Ogni estate mi resterà sempre il suo ricordo ogni volta che, uscendo dalla darsena, poco distante dalla sua abitazione, costeggerò con la barca la sua bella villa.

Quando Carlo Garrubba nel 1964 fu prescelto dalla RCA come rappresentante in Sicilia per curare promozione e vendite dei suoi cantanti, fra i due amici fraterni fu d’obbligo un break. Ognuno per la sua strada. E Carlo, preso dai nuovi importanti impegni, non fu più in grado di seguire le vicende musicali di Plinio, esclusa la finale vincente di Castrocaro nell’ottobre 1965. Ecco perché gli ho proposto l’ascolto e la visione in video dei brani incisi negli anni successivi. La sua reazione è stata abbastanza critica, quasi rabbiosa.
R “Ora capisco perché Plinio non è diventato un artista di una certa levatura, oserei dire internazionale: perché è stato usato e prodotto male dai suoi discografici.

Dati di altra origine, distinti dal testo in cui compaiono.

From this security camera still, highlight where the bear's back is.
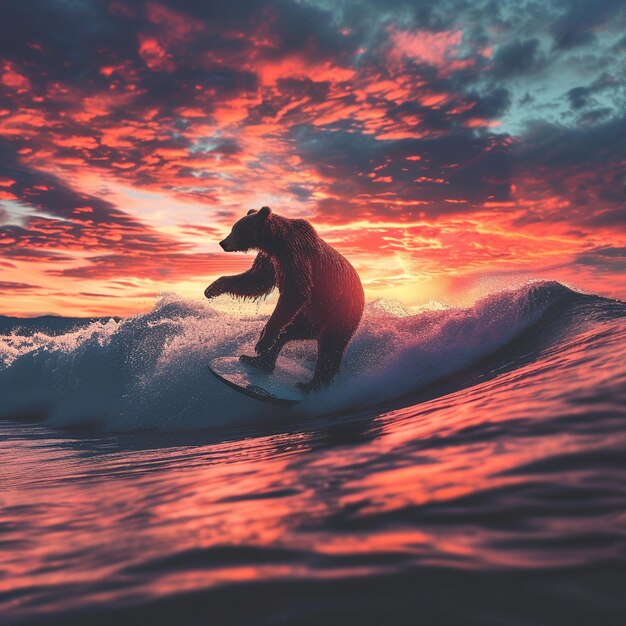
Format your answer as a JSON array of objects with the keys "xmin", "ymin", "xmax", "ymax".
[{"xmin": 267, "ymin": 215, "xmax": 363, "ymax": 324}]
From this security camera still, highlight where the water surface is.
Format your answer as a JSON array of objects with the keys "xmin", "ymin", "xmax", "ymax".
[{"xmin": 1, "ymin": 282, "xmax": 625, "ymax": 625}]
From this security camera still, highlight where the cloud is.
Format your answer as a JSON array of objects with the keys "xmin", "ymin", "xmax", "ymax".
[
  {"xmin": 388, "ymin": 28, "xmax": 462, "ymax": 67},
  {"xmin": 0, "ymin": 139, "xmax": 183, "ymax": 252},
  {"xmin": 291, "ymin": 124, "xmax": 512, "ymax": 218},
  {"xmin": 48, "ymin": 251, "xmax": 252, "ymax": 280},
  {"xmin": 550, "ymin": 0, "xmax": 626, "ymax": 50},
  {"xmin": 566, "ymin": 72, "xmax": 619, "ymax": 110},
  {"xmin": 514, "ymin": 113, "xmax": 626, "ymax": 223},
  {"xmin": 575, "ymin": 246, "xmax": 626, "ymax": 272},
  {"xmin": 0, "ymin": 138, "xmax": 249, "ymax": 287},
  {"xmin": 0, "ymin": 281, "xmax": 39, "ymax": 292},
  {"xmin": 0, "ymin": 0, "xmax": 625, "ymax": 313},
  {"xmin": 492, "ymin": 39, "xmax": 545, "ymax": 78}
]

Io lo lasciai interprete di bellissime cover americane di quell'epoca, non mi sarei mai aspettato – dice Carlo - che lui potesse interpretare in seguito brani come, per esempio, “Giri, giri, fai e dici”, lo so, è una mia opinione, ma io la penso così. Durante i suoi inizi io lavoravo già in RCA e di Plinio non ne sentivo parlare e pertanto non ascoltavo i suoi dischi che, probabilmente, erano mal distribuiti: fossimo stati in contatto qualche consiglio avrei potuto darglielo, purtroppo, c’eravamo persi di vista”.

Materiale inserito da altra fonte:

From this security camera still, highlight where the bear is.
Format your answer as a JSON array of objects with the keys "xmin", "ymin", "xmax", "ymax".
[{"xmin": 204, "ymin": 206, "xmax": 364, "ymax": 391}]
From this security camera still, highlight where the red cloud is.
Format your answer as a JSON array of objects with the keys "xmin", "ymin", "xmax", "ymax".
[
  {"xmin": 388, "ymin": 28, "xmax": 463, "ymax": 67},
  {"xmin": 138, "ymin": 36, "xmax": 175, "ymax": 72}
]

Cerco di smorzare la sua rabbia, Io ero una ragazzina, a quei tempi e, seguendo Plinio con quel classico furore che contraddistingue gli adolescenti, apprezzavo qualsiasi sua performance. Con gli anni, approfondendo gli schemi tipici del mondo discografico, anche grazie agli studi universitari che mi portarono a laurearmi con una tesi sul divismo musicale in tecniche delle comunicazioni di massa, capii che gli interpreti giovani, negli anni 60, dovevano inevitabilmente adeguarsi ai comandi imposti dalle industrie discografiche, Carlo Garrubba ha avuto la fortuna di agire nell’ambito RCA dove non mancavano grandi autori e ingegnosi arrangiatori, oltre a un’impeccabile distribuzione dei dischi, supportata da una campagna stampa più che efficace. 

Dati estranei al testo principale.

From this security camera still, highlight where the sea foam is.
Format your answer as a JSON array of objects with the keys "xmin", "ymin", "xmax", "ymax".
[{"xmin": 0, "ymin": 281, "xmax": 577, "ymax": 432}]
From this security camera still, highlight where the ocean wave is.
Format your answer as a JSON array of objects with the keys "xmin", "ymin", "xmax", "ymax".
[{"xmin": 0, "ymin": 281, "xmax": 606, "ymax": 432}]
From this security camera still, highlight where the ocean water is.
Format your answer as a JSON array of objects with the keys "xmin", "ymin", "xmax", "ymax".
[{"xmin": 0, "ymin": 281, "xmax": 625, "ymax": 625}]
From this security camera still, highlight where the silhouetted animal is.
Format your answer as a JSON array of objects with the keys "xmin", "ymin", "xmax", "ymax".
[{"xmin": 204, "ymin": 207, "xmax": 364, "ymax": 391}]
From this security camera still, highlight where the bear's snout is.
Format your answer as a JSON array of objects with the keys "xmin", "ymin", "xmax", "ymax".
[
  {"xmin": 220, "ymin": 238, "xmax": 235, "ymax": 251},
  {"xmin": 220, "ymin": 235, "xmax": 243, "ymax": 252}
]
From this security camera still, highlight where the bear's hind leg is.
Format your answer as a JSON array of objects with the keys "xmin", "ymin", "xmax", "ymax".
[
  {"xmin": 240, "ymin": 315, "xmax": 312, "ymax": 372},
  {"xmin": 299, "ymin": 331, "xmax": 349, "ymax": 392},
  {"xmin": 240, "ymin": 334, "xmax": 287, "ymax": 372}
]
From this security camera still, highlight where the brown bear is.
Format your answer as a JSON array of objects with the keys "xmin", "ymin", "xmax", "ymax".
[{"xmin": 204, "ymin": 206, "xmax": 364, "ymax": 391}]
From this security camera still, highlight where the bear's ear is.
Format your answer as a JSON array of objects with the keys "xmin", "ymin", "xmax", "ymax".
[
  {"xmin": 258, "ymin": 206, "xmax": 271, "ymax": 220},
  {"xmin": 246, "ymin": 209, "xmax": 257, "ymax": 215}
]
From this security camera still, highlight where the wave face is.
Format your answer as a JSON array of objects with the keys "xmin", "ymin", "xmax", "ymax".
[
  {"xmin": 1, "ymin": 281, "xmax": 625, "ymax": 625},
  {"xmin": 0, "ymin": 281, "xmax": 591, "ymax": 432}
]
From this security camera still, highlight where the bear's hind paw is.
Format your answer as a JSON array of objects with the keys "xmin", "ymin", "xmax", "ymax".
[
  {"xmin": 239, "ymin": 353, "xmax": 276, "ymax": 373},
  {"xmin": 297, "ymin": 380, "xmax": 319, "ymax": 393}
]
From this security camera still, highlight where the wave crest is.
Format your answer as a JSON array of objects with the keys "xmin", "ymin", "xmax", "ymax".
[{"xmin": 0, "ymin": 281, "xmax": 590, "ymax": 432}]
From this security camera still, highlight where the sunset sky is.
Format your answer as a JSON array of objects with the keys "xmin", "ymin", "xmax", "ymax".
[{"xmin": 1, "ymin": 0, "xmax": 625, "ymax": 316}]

Per lui non è forse facile capire che la Meazzi o la CBS che era ai suoi primi passi sul fronte italiano, non fruivano degli stessi potenti mezzi organizzativi.
Ma poi, in un lampo, ne colgo la motivazione. Carlo è deluso per l’affermazione mancata del suo amico fraterno con cui ha condiviso tanti giorni felici e pieni di sogni. Sente dentro di sé il dispiacere di non aver potuto affiancarlo, consigliarlo, dargli un supporto. Lo assale il sottile rimpianto di averlo perso solo perché la vita ha diviso i loro destini e non sopporta l’idea che quel talento immenso di Plinio che illuminava le loro prime performances musicali, sia stato mortificato dai capricci dei discografici.

Quando gli faccio ascoltare l’Inno al bridge composto da Plinio nei primi anni 2000 ed eseguito prima di ogni premiazione dei tornei a Salsomaggiore, sfiora la commozione.
Forse continuerà a pensare a lui e a riviverlo nell’idea ogni volta che costeggerà con la sua barca la bella villa che ha ospitato la loro meravigliosa, irripetibile e trasognata gioventù.